David Cronenberg is Back with the Peculiar “Crimes of the Future” (2022)

Now in limited theatres

Movies tug at heartstrings, provoke belly laughs, stimulate the mind and evoke physical reactions, so it’s a bit nerve-racking how “body horror” maestro David Cronenberg has fabricated such an inventive but ultimately soulless and anticlimactic work in Crimes of the Future (C). The veteran director undoubtedly engages in fascinating sci-fi world building with his near dystopian society in which humans feel no pain, but the film is largely bogged down in tedious exposition, rendering inert its mystery and momentum.
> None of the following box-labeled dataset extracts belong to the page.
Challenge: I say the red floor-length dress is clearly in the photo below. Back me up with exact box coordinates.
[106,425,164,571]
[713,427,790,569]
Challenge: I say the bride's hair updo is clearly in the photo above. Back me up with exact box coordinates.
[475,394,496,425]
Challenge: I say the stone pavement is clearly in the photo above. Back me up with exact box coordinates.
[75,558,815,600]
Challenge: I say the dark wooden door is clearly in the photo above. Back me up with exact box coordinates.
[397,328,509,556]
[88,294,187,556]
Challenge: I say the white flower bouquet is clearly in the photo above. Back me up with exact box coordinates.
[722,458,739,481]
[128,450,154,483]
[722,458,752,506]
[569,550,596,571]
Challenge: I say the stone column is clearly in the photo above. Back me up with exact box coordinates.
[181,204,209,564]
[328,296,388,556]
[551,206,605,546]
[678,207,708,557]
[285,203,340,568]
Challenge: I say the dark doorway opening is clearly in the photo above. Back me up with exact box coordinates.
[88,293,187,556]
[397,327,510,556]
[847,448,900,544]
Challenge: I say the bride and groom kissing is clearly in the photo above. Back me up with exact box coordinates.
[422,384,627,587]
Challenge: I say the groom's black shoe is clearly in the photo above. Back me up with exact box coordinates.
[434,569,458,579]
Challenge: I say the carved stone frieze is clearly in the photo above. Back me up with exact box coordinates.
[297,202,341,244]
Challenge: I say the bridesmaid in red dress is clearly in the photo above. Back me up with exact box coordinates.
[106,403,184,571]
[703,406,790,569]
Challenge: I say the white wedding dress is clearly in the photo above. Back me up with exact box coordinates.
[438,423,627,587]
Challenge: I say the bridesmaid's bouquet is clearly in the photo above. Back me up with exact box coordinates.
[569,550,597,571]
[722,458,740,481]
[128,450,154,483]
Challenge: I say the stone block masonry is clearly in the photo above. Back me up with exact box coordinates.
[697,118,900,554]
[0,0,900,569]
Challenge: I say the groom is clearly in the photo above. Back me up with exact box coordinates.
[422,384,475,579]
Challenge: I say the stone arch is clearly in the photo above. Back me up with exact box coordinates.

The movie does no favors to its cast including Viggo Mortensen and Léa Seydoux, who play performance artists conducting surgery for audiences and extracting newly harvested organs against a backdrop of bureaucracy (embodied in an idiosyncratic Kristen Stewart) and would-be revolutionaries (Scott Speedman’s underdeveloped character). Cronenberg skims the surface of human transformation, examines peoples’ fetishizing of pain and pleasure and crams in tortured metaphors about inner beauty. What could have been a quintessential grotesquerie turns out to be merely an obtuse lecture. This trauma drama lethargically asks more questions about morality and mortality than it has the ability to answer. It has the bones of a really peculiar and provocative saga and rarely manifests into its most evolved form.